Un vivier de talents
Si BNP Paribas ne peut répondre à toutes les demandes en banque d’affaires, le secteur ne se réduit pas non plus à l’agence du coin de leur rue : il englobe plus de 200 métiers. La FBF et ses adhérents, comme ceux de France Assureurs pour qui « l’alternance est un moyen d’attirer des jeunes vers un secteur qu’ils connaissent peu, avec des évolutions possibles », selon Alexis Meyer, arpentent donc les collèges, lycées et forums étudiants.
Chaque employeur a aussi intérêt à nouer des partenariats pour capter les meilleurs profils. Delubac & Cie en a conclu pour la première fois cette année, avec des cursus très « tech » : l’école 42, les écoles d’ingénieurs ESIEE et Epita, mais aussi l’Université de Paris Dauphine. Autre exemple : Apicil, avec les écoles d’actuariat comme l’ISFA, des écoles formant aux métiers tertiaires comme le groupe Ingensia ou encore des universités comme Lyon 2 ou Rennes qui préparent notamment à la finance.
Mais la concurrence est rude entre entreprises financières et non financières pour conquérir des élèves de master, de préférence sur deux ans (M1 et M2), notamment dans les métiers du droit, du commercial ou du marketing, et surtout de l’informatique (IT et data). Chacun fait valoir ses atouts. A cette fin, les salariés vont aussi à la rencontre des étudiants, et dispensent des cours pour certains. Lors des campagnes de recrutement, les entreprises s’activent sur les réseaux. Pas seulement LinkedIn : un nombre croissant investit la plateforme Welcome to the jungle. De son côté, Saint Gobain a frappé fort avec une vidéo sur TikTok où il met en avant des alternants qui parlent de leurs missions, de leurs projets, de l’ambiance de travail, etc. Le groupe, « leader mondial de la construction durable », attend 1 000 alternants, dont 40 en finance, pour 2025-2026.
Le succès de l’alternance s’affirme donc, après le recrutement, avec un processus d’intégration robuste au sein des équipes puis un accompagnement par les managers et les RH, en favorisant les possibilités d’échange d’expérience. L’enjeu est tel que la Macif a créé un centre de formation d’apprentis en interne. Dans la banque, plusieurs groupes en sont aussi dotés : Crédit Agricole, Crédit Mutuel ou BNP Paribas, qui propose deux diplômes informatiques. Pour pérenniser le modèle, le secteur financier attend en outre un niveau de qualité suffisant des organismes de formation et des cursus qui répondent à ses besoins.

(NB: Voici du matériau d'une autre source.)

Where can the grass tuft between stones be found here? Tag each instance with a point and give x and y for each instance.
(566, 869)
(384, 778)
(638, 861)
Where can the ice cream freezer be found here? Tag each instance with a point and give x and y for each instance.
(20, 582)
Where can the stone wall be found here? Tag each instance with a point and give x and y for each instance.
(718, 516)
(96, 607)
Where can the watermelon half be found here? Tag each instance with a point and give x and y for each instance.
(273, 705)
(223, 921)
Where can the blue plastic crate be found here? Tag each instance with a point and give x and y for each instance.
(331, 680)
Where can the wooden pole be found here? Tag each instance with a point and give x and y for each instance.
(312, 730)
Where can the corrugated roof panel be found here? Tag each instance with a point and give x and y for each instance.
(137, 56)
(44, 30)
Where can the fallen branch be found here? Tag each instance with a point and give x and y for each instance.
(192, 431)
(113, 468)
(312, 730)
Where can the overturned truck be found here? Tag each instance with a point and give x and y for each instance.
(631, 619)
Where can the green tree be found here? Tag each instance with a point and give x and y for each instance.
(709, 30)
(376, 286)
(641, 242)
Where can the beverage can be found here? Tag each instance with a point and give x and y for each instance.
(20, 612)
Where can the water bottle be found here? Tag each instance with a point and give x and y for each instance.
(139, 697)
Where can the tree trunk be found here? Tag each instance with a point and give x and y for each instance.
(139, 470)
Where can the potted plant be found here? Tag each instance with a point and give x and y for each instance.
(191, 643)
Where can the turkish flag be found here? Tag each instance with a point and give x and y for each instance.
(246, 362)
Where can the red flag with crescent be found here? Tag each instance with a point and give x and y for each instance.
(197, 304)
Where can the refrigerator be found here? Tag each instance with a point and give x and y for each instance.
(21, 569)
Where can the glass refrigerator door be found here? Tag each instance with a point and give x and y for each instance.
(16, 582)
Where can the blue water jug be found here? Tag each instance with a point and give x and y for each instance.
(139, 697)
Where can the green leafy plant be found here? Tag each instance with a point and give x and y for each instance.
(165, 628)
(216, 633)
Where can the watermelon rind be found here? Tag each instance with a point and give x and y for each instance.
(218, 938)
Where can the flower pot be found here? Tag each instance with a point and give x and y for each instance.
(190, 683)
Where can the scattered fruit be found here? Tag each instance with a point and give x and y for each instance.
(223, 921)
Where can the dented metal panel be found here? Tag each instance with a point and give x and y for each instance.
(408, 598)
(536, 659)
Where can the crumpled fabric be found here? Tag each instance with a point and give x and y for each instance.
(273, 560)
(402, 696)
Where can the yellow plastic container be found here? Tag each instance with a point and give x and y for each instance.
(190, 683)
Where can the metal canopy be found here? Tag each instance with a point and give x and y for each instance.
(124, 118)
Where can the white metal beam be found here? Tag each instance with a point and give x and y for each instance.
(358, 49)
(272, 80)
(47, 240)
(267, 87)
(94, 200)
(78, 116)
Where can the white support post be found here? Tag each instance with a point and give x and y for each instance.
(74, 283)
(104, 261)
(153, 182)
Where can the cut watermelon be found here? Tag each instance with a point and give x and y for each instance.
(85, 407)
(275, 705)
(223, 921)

Une plateforme pour rapprocher employeurs et apprentis
Environnement de travail et culture d’entreprise, accompagnement et suivi, conditions de travail et avantages, apprentissage et développement, esprit d’équipe et relations humaines, reconnaissance et image de l’entreprise : de plus en plus d’employeurs se tournent vers Engagement Jeunes, une plateforme destinée à rapprocher les entreprises des étudiants candidats à l’alternance, en les informant sur ce qu’offrent les entreprises. Celles-ci incitent les candidats à remplir le questionnaire « Tell us » de la plateforme, qui leur permet de préciser leur cursus et leurs aspirations. Parmi les membres d’Engagement Jeunes, on trouve une seule banque, Société Générale, et plusieurs assureurs. Cette année, 35 entreprises y ont été nommées « employeurs de choix » par les étudiants.